November 9, 2006 | bpfna

from Don Sly, a member of the National Religious Campaign Against Torture (NRCAT):

We from St. Mary's Parish in Seattle were out demonstrating our displeasure with our Federal Government's posture about torture of prisoners.

We had a couple large signs (about 5' x 5').

One had the unimpeachable statement: "Jesus Said to Visit the Imprisoned. Not Torture Them."

While not strictly true (Actually, around Matthew 25 Jesus said "the Righteous" would enter the kingdom on "The King's" right hand because, among other things, the Righteous had visited those in prison.) the meaning is clear. Besides, you know how poorly we Catholics read the Bible, and so we deserve a little license in our remembering.

Here's the point of all this: Rita, one of our more stalwart and perceptive sign hoisters, suddenly said, "Wait a minute! Why are we out here by the freeway offramp, hoisting these signs as if the signs say something
controversial? Why is not this sign already stuck in St. Mary's lawn, for all the world to see?"

What Rita meant was that in today's world, how can a Christian church NOT have a sign saying how Christ feels about the Law of our Land, which specifically writes the Geneva Conventions outside the treatment of people the Executive is free to designate as "enemy combatants.?" What is the slightest bit controversial about that?

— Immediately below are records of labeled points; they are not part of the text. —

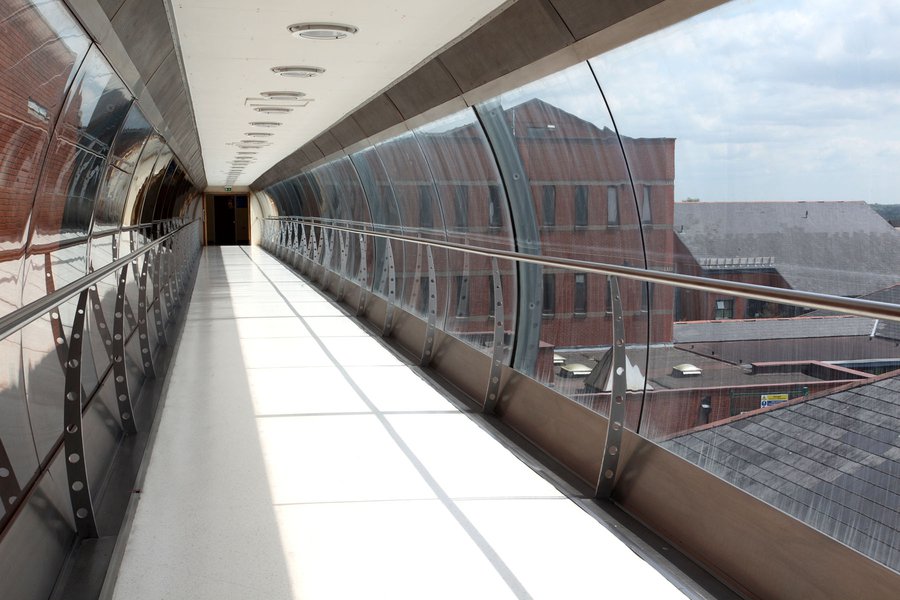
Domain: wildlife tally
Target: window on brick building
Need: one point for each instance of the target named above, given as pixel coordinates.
(580, 307)
(426, 207)
(646, 212)
(494, 206)
(612, 206)
(490, 296)
(607, 300)
(725, 308)
(581, 210)
(548, 206)
(646, 295)
(424, 290)
(549, 296)
(461, 206)
(462, 295)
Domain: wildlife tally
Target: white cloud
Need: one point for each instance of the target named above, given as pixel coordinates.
(770, 99)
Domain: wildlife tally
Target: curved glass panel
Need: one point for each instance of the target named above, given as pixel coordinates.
(420, 212)
(41, 46)
(385, 217)
(341, 177)
(141, 179)
(783, 174)
(475, 212)
(582, 203)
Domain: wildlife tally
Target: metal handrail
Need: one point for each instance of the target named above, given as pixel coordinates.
(852, 306)
(32, 311)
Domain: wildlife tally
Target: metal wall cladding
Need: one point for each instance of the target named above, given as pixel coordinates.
(41, 46)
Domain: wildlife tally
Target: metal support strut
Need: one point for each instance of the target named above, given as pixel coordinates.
(430, 327)
(120, 373)
(610, 463)
(391, 274)
(73, 441)
(362, 278)
(492, 394)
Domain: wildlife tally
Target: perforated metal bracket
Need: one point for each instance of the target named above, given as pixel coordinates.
(296, 247)
(431, 322)
(362, 277)
(342, 276)
(328, 252)
(611, 451)
(157, 317)
(120, 373)
(10, 490)
(313, 252)
(165, 258)
(73, 440)
(100, 320)
(492, 394)
(143, 315)
(304, 248)
(391, 274)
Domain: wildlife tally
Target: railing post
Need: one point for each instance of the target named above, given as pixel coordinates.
(431, 323)
(611, 451)
(390, 272)
(492, 394)
(120, 372)
(73, 439)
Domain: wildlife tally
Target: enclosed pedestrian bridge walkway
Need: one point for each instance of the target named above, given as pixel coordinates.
(526, 299)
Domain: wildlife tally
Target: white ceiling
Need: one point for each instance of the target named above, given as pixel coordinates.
(230, 46)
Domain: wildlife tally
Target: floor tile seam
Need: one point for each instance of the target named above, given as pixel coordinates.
(493, 557)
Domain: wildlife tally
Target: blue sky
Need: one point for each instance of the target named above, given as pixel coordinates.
(769, 100)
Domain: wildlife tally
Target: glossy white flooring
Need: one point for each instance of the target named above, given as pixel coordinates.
(297, 457)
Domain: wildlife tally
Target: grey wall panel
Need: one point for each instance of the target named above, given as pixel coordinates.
(327, 144)
(144, 28)
(377, 115)
(429, 86)
(348, 132)
(111, 7)
(525, 32)
(165, 89)
(584, 17)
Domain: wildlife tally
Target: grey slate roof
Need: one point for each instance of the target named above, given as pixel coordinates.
(771, 329)
(884, 329)
(832, 462)
(841, 248)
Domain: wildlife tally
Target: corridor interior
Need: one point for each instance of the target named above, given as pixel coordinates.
(297, 456)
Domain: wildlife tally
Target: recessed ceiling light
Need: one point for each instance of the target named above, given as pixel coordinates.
(295, 71)
(282, 95)
(322, 31)
(274, 110)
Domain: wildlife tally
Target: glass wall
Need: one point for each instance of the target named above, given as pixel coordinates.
(71, 142)
(741, 145)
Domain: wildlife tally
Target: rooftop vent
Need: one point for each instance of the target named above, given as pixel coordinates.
(686, 370)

So, now St. Mary's Church has the sign.

Here's what I fanticize every church doing;

The youth group gathers, magic markers in hand, to trace out on a tarp (or whatever you can come up with) the projected image of the words: "Jesus Said to Visit the Imprisoned. Not Torture Them."

Use whatever font you like. Shadow them. Border them. Translate to Hebrew. Spanish. Arabic.

Then, using bits of sponge or actual artist brushes, the kids paint the sign letters in outrageous colors. Or, in black and white. Whatever.

While the letters dry, out comes a scrap 2x4, with two 4-foot horizontal pieces. Fix the tarp to the frame, and taper the bottom of the 2x4. Next, someone gets a big hammer and 10 minutes later there isn't any doubt where that community stands on the issue.

This is a chance for every kid to be a leader...after all, which of us likes torture?